TGC Başkanı Orhan Erinç'in kolaylaştırıcısı olduğu panelde düşüncelerini açıklayan Cumhuriyet gazetesi köşe yazarı Nilgün Cerrahoğlu, Hürriyet gazetesi yazarı Ferai Tınç, Vatan gazetesi yazarı ve Avrupa Birliği (AB) Genişleme Uzmanı Cengiz Aktar ile Cumhuriyet gazetesi karikatüristi Tan Oral AB üyelik sürecinde hükümetin ve medyanın etkisizliğini ortaya koydu.
Cerrahoğlu : AB uzmanımız az; sanal zafer yaratıyoruz
Türkiye'nin Avrupa ile yakınlaşma süreçlerinin başladığı 1963'den AB üyeliği yolunda müzakerelerin başlatılması kararına kadar medyanın usta kalemlerinin dahi "Tamam, oldu bu iş" şeklinde haberler yaydığını ifade eden gazeteci Cerrahoğlu, AB-Türkiye ilişkilerinde asıl Türkiye'nin kendi kendini oyaladığını söyledi.

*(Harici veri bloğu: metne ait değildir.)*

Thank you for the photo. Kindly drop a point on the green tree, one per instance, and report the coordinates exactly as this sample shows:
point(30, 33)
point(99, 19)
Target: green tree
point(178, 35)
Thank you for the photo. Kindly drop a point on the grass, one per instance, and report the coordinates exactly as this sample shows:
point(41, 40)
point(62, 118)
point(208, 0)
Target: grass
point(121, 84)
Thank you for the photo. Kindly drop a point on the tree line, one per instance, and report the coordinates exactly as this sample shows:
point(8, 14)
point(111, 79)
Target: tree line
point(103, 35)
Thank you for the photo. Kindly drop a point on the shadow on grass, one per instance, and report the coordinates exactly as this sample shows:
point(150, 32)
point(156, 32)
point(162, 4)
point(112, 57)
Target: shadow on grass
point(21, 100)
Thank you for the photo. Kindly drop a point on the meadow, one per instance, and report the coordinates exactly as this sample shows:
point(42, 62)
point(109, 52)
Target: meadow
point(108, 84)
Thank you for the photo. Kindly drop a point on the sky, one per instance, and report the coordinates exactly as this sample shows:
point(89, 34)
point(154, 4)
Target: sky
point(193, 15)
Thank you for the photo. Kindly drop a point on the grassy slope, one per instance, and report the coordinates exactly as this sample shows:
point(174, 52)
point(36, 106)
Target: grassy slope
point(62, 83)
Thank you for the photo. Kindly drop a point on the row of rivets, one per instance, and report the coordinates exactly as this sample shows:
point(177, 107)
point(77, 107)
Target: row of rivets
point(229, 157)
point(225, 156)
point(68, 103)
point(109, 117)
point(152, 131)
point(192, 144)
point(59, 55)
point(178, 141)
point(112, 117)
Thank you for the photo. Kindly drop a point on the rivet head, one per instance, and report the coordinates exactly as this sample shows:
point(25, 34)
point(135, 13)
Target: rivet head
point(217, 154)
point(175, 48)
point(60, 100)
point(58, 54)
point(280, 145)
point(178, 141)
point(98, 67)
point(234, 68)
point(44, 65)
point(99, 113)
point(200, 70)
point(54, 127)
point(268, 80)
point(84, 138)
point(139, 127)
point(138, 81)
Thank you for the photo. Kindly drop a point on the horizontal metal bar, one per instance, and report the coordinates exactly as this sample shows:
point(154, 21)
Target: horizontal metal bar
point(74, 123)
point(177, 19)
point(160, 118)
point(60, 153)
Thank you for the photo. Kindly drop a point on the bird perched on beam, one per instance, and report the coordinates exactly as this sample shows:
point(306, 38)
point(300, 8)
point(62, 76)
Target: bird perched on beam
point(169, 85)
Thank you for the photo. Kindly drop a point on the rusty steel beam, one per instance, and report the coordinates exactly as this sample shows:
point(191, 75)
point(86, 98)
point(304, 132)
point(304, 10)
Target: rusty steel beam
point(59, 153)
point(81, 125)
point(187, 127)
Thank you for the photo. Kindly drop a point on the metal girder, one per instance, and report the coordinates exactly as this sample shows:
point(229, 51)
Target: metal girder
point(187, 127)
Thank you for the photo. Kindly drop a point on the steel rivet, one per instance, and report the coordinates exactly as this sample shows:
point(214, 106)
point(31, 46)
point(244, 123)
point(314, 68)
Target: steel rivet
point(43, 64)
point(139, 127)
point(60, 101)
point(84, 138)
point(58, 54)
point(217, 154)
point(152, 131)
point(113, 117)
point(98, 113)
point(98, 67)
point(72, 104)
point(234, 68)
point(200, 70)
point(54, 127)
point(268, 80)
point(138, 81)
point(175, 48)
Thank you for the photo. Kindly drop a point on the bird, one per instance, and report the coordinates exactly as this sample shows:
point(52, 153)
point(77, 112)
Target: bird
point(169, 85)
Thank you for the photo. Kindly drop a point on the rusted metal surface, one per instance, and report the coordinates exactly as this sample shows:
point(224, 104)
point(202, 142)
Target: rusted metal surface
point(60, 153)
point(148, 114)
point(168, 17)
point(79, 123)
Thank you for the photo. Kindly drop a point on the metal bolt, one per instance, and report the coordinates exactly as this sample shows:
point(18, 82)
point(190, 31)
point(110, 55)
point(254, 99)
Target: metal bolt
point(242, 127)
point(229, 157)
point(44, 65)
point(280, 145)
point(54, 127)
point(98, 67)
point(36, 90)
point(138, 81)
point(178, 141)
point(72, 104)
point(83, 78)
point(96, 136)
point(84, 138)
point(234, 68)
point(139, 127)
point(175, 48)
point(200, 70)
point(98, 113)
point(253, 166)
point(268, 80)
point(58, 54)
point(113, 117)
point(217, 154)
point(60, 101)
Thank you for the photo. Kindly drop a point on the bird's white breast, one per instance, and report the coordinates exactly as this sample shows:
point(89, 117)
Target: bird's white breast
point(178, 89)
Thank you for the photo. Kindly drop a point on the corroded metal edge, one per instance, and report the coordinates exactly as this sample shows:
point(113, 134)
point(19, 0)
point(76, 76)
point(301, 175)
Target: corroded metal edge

Türkiye'nin AB hedefinde dürbünü odaklayamadığını söyleyen gazeteci, 3-4 ayda Kopenhag Kriterleri'ni yerine getiririz diyen Ecevit Hükümeti'nin bunu 3-4 yılda dahi gerçekleştiremediğini belirterek, "Ecevit elini çabuk tutsaydı, Kıbrıs AB'ye üye olmadan üyelik yolunda ciddi bir aşamaya daha önce gelirdik" dedi.

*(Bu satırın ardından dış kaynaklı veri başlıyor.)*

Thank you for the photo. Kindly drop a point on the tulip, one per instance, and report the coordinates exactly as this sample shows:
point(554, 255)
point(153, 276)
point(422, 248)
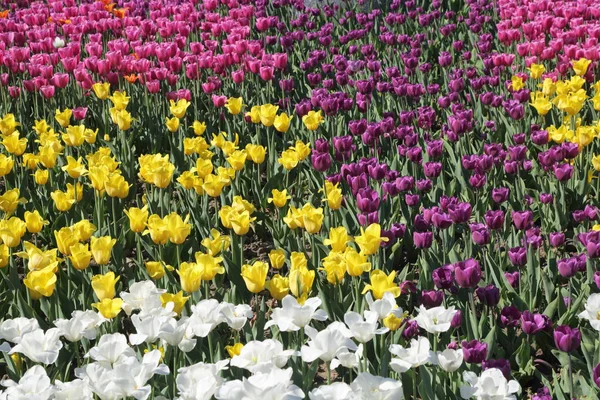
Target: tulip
point(255, 276)
point(567, 339)
point(104, 285)
point(474, 351)
point(109, 308)
point(101, 248)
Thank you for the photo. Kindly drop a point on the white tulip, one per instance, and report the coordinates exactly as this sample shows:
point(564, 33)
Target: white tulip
point(416, 355)
point(490, 385)
point(292, 316)
point(40, 346)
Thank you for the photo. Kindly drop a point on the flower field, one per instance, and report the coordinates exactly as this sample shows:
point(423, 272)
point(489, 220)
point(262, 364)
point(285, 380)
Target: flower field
point(280, 199)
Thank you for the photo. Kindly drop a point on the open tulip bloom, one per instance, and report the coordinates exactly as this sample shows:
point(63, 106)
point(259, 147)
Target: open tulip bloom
point(238, 199)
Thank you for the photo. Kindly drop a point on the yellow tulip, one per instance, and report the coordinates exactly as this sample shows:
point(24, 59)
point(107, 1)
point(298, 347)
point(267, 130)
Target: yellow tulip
point(179, 108)
point(282, 122)
point(240, 222)
point(6, 164)
point(277, 258)
point(209, 265)
point(254, 114)
point(120, 100)
point(35, 222)
point(370, 239)
point(41, 282)
point(234, 105)
point(356, 263)
point(217, 244)
point(199, 128)
point(12, 230)
point(278, 287)
point(81, 256)
point(177, 299)
point(65, 238)
point(137, 218)
point(312, 120)
point(101, 248)
point(172, 124)
point(580, 66)
point(334, 267)
point(268, 113)
point(382, 283)
point(101, 90)
point(536, 70)
point(255, 276)
point(109, 308)
point(289, 159)
point(338, 239)
point(256, 153)
point(63, 117)
point(10, 200)
point(279, 198)
point(104, 285)
point(312, 218)
point(177, 228)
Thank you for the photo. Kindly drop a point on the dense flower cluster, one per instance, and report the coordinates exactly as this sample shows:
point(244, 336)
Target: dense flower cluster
point(287, 199)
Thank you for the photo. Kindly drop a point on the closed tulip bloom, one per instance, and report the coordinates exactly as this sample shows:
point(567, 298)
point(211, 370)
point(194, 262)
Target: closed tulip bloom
point(256, 153)
point(277, 258)
point(312, 120)
point(567, 339)
point(104, 285)
point(234, 105)
point(338, 239)
point(240, 222)
point(178, 229)
point(282, 122)
point(209, 265)
point(370, 239)
point(382, 283)
point(255, 276)
point(80, 256)
point(467, 273)
point(12, 230)
point(178, 300)
point(41, 282)
point(35, 222)
point(172, 124)
point(109, 308)
point(178, 108)
point(279, 198)
point(101, 90)
point(267, 114)
point(278, 287)
point(137, 218)
point(101, 249)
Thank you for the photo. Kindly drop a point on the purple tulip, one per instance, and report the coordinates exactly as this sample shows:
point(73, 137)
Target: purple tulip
point(456, 321)
point(510, 316)
point(442, 277)
point(567, 339)
point(522, 219)
point(474, 352)
point(534, 323)
point(517, 256)
point(501, 364)
point(467, 273)
point(488, 295)
point(432, 298)
point(513, 278)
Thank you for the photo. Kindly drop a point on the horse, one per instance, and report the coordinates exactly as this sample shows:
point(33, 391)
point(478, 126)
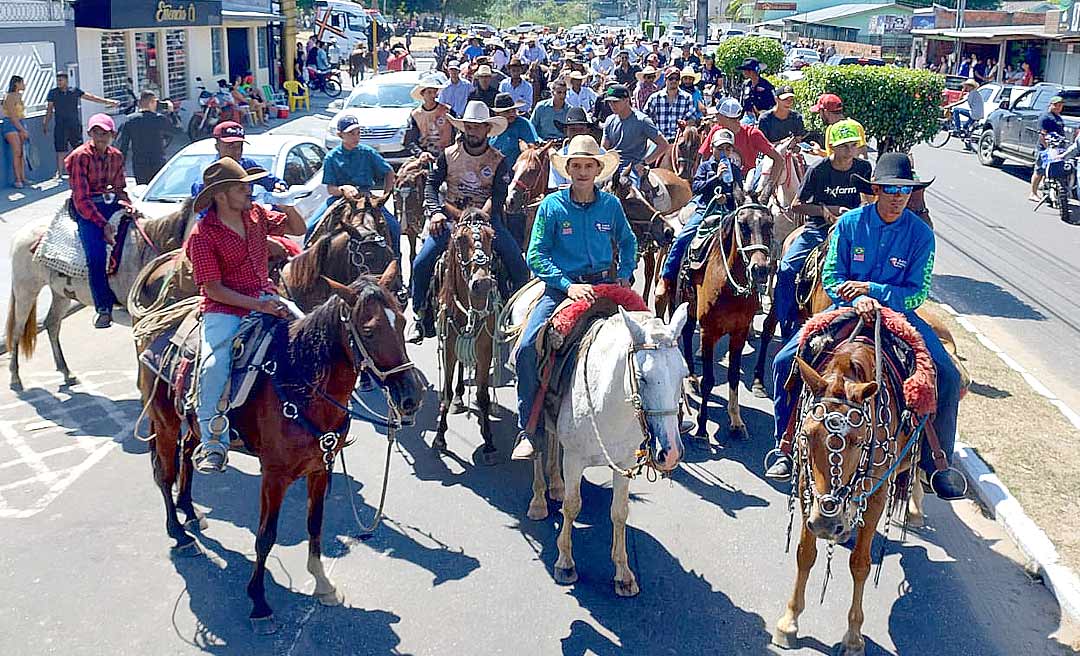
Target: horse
point(361, 326)
point(727, 291)
point(408, 198)
point(142, 243)
point(851, 459)
point(469, 305)
point(629, 380)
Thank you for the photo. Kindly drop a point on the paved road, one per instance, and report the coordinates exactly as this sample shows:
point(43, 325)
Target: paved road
point(1013, 269)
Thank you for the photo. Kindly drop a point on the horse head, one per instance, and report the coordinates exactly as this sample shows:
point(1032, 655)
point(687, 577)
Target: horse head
point(375, 338)
point(836, 438)
point(530, 175)
point(657, 371)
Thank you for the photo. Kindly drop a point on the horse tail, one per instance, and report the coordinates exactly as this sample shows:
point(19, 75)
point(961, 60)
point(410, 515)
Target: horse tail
point(28, 339)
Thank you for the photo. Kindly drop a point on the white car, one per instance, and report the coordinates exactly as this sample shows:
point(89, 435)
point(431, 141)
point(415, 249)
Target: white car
point(297, 160)
point(381, 105)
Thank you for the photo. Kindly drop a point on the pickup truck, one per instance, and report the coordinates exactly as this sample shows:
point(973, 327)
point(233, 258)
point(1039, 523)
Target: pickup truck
point(1012, 129)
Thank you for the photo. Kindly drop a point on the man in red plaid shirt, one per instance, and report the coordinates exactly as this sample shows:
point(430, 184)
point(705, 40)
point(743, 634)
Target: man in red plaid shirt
point(96, 172)
point(228, 253)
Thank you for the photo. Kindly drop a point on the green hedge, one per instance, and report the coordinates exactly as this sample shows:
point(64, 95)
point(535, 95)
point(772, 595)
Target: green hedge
point(899, 107)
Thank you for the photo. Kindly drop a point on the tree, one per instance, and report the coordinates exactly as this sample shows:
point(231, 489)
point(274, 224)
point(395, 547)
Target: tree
point(900, 107)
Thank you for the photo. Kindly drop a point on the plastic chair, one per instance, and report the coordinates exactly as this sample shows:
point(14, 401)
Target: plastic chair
point(297, 95)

Farklı dönemlerde ve müzakere sürecinde Türkiye gazetelerinin attığı "gaza getiren" başlıkları okuyan Cerrahoğlu, buna karşılık Financial Times, Guardian veya Corriera dela Sera gibi gazetelerin, Fransa Cumhurbaşkanı Jacques Chirac'ın AB'nin hazmetme kapasitesine dair sözlerini yansıttığını, Türkiye ile kültür farklarının dikkate alınmasını istediğini ve "Türkiye AB'ye ait midir, değil midir?" türünden sorular sorduğunu açıkladı.
Türkiye medyasının yaydığı iyimser ve toz pembe havayı, zirveden zirveye gündeme getirdiğini savunan gazeteci, bunun nedeni olarak medya-iktidar ilişkilerini gösterdi.

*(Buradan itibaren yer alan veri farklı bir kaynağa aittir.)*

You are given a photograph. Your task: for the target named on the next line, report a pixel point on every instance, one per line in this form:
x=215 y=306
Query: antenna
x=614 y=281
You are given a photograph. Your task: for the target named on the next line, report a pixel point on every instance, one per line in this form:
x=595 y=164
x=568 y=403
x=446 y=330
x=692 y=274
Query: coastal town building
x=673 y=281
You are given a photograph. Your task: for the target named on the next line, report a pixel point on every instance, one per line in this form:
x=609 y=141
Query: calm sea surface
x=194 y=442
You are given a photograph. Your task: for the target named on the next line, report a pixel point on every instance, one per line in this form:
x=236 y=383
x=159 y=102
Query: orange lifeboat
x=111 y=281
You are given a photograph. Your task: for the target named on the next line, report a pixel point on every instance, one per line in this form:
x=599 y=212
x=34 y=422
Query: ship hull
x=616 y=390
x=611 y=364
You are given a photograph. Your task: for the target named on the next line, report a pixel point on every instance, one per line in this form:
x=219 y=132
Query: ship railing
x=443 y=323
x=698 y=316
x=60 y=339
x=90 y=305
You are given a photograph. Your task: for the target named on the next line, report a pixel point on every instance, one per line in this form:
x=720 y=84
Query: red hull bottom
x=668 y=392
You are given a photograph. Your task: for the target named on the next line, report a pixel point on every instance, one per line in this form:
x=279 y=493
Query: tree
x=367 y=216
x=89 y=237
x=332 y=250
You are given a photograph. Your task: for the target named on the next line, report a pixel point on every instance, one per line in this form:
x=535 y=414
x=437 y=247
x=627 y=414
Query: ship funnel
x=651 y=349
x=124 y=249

Türkiye'deki gazetecilerin formasyonlarının az olduğunu, bir tek Avrupa Komisyonu raporu okumamış habercilerin AB uzmanı kesildiğini söyleyen Cerrahoğlu, iktidarın sanal zaferlerle tüm bir kamuoyunu oyalayabildiği dikkate alınmadığını bildirdi.
"Medya hata ve eksikliklerini görmeli"
Avrupa'da olup bitenlerin tüm bu nedenlerle kavranmadığını, kamuoyu oluşturulamadığını ve gerçek-sanat bir kafa karışıklığıyla yaşandığını ifade eden Cerrahoğlu, sonuçta insanların da, "Zaten bizi almayacaklar" deyip işin içinden çıktıklarını belirtti.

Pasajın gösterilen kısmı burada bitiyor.